Very Strawberry Cupcakes
by mutteringhousewife
I thought that in Year Seven you didn’t have to bring in birthday baked goods for your daughter when she turned twelve. That is strictly true. What they didn’t tell me that the girls would form a pact and pair up so that each mum got to prepare birthday treats for someone else’s daughter altogether.
“I asked Janie whether she liked vanilla, chocolate or strawberry, and she likes strawberry. So can you make a strawberry cake with cream like you do for our birthdays? Tomorrow?” Hold on a minute. For a start I’m sure the teachers won’t want to mess about with a cake. I’ll do it as cupcakes. And you can’t have cream and fresh strawberries, they need to be put on when you serve it, that will be way too fiddly. How many will you need? “Um, there’s fourteen girls in my home room, so, ummm….” I start to wonder if she’s fallen into a coma. “Thirty four!” she finally says brightly, then skips off to bring havoc to someone else’s life,
I make strawberry cake by mixing strawberries into a basic butter cake. First, you need some strawberries. Two punnets. Being a little short on time I got these from the local IGA and they really weren’t that good. Expensive, simultaneous underripe and about to go mouldy. Chop off the green bits and hurl them into a small saucepan. Cook them over medium heat, stirring with whatever implement comes to hand. You have to play it by ear a bit. This lot let out a lot of water and were very sour. I added a quarter of a cup of sugar and let them reduce down a bit, til I was in danger of starting to make jam. You want about a cup of pulp. Set that aside to cool.

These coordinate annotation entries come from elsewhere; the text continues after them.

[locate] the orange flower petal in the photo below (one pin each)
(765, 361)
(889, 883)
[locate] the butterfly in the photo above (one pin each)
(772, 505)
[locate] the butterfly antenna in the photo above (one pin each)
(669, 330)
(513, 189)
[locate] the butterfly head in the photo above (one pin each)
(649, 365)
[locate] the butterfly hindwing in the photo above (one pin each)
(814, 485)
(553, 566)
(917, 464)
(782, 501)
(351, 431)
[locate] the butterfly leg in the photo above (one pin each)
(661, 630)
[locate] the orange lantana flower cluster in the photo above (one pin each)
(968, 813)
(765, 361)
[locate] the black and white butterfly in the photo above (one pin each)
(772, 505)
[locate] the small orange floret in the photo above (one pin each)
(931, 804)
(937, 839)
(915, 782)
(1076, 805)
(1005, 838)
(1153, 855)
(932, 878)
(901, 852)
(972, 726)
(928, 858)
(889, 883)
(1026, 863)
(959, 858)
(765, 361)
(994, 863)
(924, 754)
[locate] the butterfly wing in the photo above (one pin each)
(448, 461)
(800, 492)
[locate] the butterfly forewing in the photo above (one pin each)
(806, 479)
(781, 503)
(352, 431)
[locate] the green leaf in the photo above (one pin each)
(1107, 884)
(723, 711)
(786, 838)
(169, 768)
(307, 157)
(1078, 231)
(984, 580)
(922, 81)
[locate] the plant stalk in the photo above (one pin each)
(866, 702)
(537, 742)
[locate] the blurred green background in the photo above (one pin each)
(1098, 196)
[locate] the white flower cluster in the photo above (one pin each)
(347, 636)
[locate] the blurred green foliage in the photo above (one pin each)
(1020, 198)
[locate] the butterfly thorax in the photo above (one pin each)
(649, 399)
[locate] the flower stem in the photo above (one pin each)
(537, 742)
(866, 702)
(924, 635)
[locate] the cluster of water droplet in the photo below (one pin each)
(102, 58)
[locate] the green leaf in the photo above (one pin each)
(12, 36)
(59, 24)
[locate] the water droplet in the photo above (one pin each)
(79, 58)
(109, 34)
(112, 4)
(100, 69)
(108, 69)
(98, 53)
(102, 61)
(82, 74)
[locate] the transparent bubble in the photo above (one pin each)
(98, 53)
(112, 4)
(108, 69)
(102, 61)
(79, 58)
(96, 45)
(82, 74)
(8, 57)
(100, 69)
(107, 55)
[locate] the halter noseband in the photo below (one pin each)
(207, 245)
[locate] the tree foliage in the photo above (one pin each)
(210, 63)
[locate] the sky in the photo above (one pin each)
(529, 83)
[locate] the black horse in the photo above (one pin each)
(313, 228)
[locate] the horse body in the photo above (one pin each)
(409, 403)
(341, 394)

Make the butter cake mix. Cream together 120 grams of butter (that’s four ounces for those of you who don’t speak SI, and yes I know it should be kilograms, but close enough) with half a cup of caster sugar. Gently beat in two eggs. Mix in two cups of plain flour and four teaspoons of baking powder. Fold in three quarters of a cup of strawberry pulp. The mix will be a disturbing flesh colour. Set out forty mini patty pan cups on a baking tray. Use a teaspoon to distribute the mix among them. Bake at 180 degrees for only about fifteen minutes, these cakes are little.
So far, so successful. If I was serving these as butterfly cakes, I’d slice a wedge out of the top, slide some strawberry jam into the cavity, slap some King Island cream on top, put the wedge back on and slather a bit of strawberry icing on and there you go. I did the jam bit.
I made some icing, by mixing the leftover strawberry pulp with thirty grams of sweet butter and three cups of icing sugar. You can just mix it up with a spatula, you don’t need heavy machinery.
I do happen to have a piece of machinery for applying the icing, a giant syringe. I just can’t get the hang of piping bags, I always feel the need for an extra hand and I end up dropping the bag on the cake. Surely a syringe would be easier.
Icing cakes is a lot harder than it looks. I tried two different nozzles. The first was pretty, but put out too much icing, and is going to need much practise.
The second put out the right amount of icing, but the result looked like brains.
Apparently they were delicious and instantly devoured. But I have much work to do on my presentation.